Platon dans une oraison funebre parle ainsi : « Enfin, messieurs, nous leur avons rendu les derniers devoirs, & maintenant ils achevent ce fatal voyage ». Il appelle la mort ce fatal voyage ; ensuite il parle des derniers devoirs comme d’une pompe publique que leur pays leur avoit préparée exprès, pour les conduire hors de cette vie. De même Xénophon ne dit point, vous travaillez beaucoup ; mais, « vous regardez le travail comme le seul guide qui peut vous conduire à une vie heureuse ».

La périphrase suivante d’Hérodote, est encore plus délicate. La déesse Vénus pour châtier l’insolence des Scythes, qui avoient osé piller son temple, leur envoya une maladie qui les rendoit femmes. Il y a dans le grec θήλειαν νοῦσον ; c’est vraissemblablement le vice de ceux dont S. Grégoire de Naziance dit qu’ils sont.

Ἀσωτίας αἴνιγμα, καὶ γρῖφος παθῶν
Ἄνδρες γυναιξὶ καὶ γυναῖκες ἀνδράσιν.

Un passage du Scholiaste de Thucydide est décisif. Il parle de Philoctete qu’on sait avoir été puni par Vénus de la même maniere qu’Hérodote dit qu’elle punit les Scythes.

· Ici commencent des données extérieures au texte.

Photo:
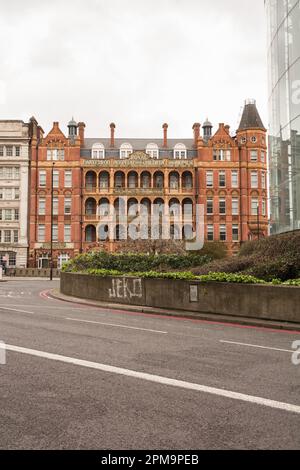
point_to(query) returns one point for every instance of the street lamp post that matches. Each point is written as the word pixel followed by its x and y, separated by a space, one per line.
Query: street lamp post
pixel 258 226
pixel 51 229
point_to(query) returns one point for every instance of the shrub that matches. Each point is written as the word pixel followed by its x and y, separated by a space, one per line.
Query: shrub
pixel 276 257
pixel 127 262
pixel 215 250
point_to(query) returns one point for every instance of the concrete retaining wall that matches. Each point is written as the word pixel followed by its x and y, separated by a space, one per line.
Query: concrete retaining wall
pixel 281 303
pixel 31 272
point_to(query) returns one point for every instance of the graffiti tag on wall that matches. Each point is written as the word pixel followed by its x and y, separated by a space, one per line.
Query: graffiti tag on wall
pixel 123 288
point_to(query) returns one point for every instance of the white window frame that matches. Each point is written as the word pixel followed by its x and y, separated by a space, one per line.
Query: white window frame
pixel 153 151
pixel 68 179
pixel 125 150
pixel 209 179
pixel 180 152
pixel 254 179
pixel 98 151
pixel 234 178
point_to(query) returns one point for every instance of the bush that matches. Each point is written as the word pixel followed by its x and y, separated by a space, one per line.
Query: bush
pixel 135 262
pixel 215 250
pixel 274 257
pixel 187 276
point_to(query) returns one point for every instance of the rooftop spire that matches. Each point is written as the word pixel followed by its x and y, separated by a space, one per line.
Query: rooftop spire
pixel 251 118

Cicéron dans son plaidoyer pour Milon, use d’une périphrase encore plus belle que celle de l’historien grec. Au lieu de dire que les esclaves de Milon tuerent Clodius, il dit : fecerunt servi Milonis, neque imperante, neque sciente, neque præsente domino, id quod suos quisque servos in tali re facere voluisset. Cet exemple, aussi-bien que celui d’Hérodote, entre dans le trope que l’on nomme euphémisme, par lequel on déguise des idées desagréables, odieuses, ou tristes, sous des noms qui ne sont point les noms propres de ces idées : ils leur servent comme de voiles ; & ils en expriment en apparence de plus agréables, de moins choquantes, ou de plus honnêtes, selon le besoin.

L’usage de la périphrase peut s’étendre fort loin, & la Poésie en tire souvent beaucoup d’éclat ; mais il faut alors qu’elle fasse une belle image. On a eu raison de blâmer cette périphrase de Racine, dans le récit de Théramene.

Cependant sur le dos de la plaine liquide
S’éleve à gros bouillons une montagne humide.

Une montagne humide qui s’éleve à gros bouillons sur la plaine liquide, est proprement de l’enflûre. Le dos de la plaine liquide, est une métaphore qui ne peut se transporter du latin en françois ; enfin, la périphrase n’est pas exacte, & sort du langage de la tragédie.

Mais les deux vers suivans.

Indomptable taureau, dragon impétueux,
Sa croupe se recourbe en replis tortueux.


Ces deux vers, dis-je, sont bien éloignés d’être une périphrase gigantesque ; c’est de la grande poésie, où se trouve la précision du dessein, & le hardiesse du coloris. Oublions seulement que c’est Théramene qui parle. (D. J.)